Bearbeiter: Timo Sestu

Die Geschichte elektronischer Medien, insbesondere des Computers, ist von Beginn an auch die Geschichte von mit und an ihnen operierenden künstlerischen Praktiken. Die Ursprünge künstlerischer Sprachverwendung scheinen überhaupt in kombinatorischen Modellen zu ruhen, von germanischen Runenzeichen, die Ferdinand Saussure untersucht (Starobinski 1980), bis zum chinesischen ‚I Ging‘ aus dem 3. Jahrtausend v. Chr. (vgl. Wilhelm 1924).

Das Teilprojekt richtet den Blick auf die Anfänge des Computerzeitalters ab den 1950er Jahren und untersucht literarische Artefakte, die sich die Möglichkeiten des Computers zunutze machen und zugleich kritisch reflektieren. Sie kommentieren dabei einerseits den breit geführten Technikdiskurs der Zeit, der sich insbesondere auch mit der Veränderung der Arbeitswelt durch fortschreitende Maschinisierung und Automatisierung beschäftigt, andererseits stehen sie damit auch in der Tradition der historischen Avantgarden und ihrer Vorläufer, deren künstlerisches Wirken eng mit der industriellen Revolution und der Industrialisierungsschübe um 1900 verknüpft ist.

Das Projekt untersucht deutsche, italienische und französische Artefakte der 1960er und 1970er Jahre, die auf jeweils spezifische Weise mit Dispositiven des Digitalen (Algorithmizität, Referenzialität, Gemeinschaftlichkeit; vgl. Stalder 2016) verknüpft sind. Neben kritischen Impulsen affirmieren digitale Artefakte bisweilen dort Technologie, wo sie als Werkzeug von Ideologiekritik dient. Der Computer als kybernetisches Hybrid von Geist und Maschine verabschiedet etwa auratische Autorschaftsmodelle und verweist auf die Kontingenz von Sinn und Bedeutung. Solche Schreibkonstellationen im „Team ‚Mensch-Maschine‘“ (Bense 1971, S. 96) finden sich etwa bei Nanni Balestrini mit seinem Gedicht ‚Tape Mark I‘ sowie bei Oskar Pastior mit der Erstellung der Bildtafeln im Anhang des krimgotischen Fächers. Digitale Artefakte errichten auch Widerstände gegen ihre Rezeption, indem sie sich einer einfachen Handhabung entziehen: Besonders deutlich wird dies etwa bei Raymond Queneaus ‚Cent mille milliards de poèmes‘, aber auch beim ‚Landsberger Poesieautomaten‘ von Hans-Magnus Enzensberger, der Vorarbeiten zu diesem Automaten bereits 1974 anfertigte.

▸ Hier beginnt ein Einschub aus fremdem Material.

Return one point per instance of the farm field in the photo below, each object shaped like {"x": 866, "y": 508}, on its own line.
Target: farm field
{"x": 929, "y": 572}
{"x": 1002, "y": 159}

Unter dem Begriff „Digitale Artefakte“ werden mithin Papier-Gegenstände, Maschinenkunstwerke und Analog-Digital-Hybride über historische, geographische und sprachliche Grenzen hinweg zusammengestellt und hinsichtlich ihrer politischen Implikationen um ‚1967‘ (Stockhammer 2017) untersucht.

 

Literaturnachweise

  • Bense, Max (1971): Die Gedichte der Maschine der Maschine der Gedichte. Über Computer-Texte. In: Max Bense (Hg.): Die Realität der Literatur. Köln, S. 74–96.
  • Stalder, Felix (2016): Kultur der Digitalität. Berlin: Suhrkamp.
  • Starobinski, Jean (1980): Wörter unter Wörtern. Die Anagramme von Ferdinand de Saussure. Frankfurt a. M., Berlin, Wien: Ullstein.
  • Stockhammer, Robert (2017): 1967. Pop, Grammatologie und Politik. Paderborn: Wilhelm Fink.
  • Wilhelm, Richard (1924): I Ging. Das Buch der Wandlungen. Jena: Diederichs.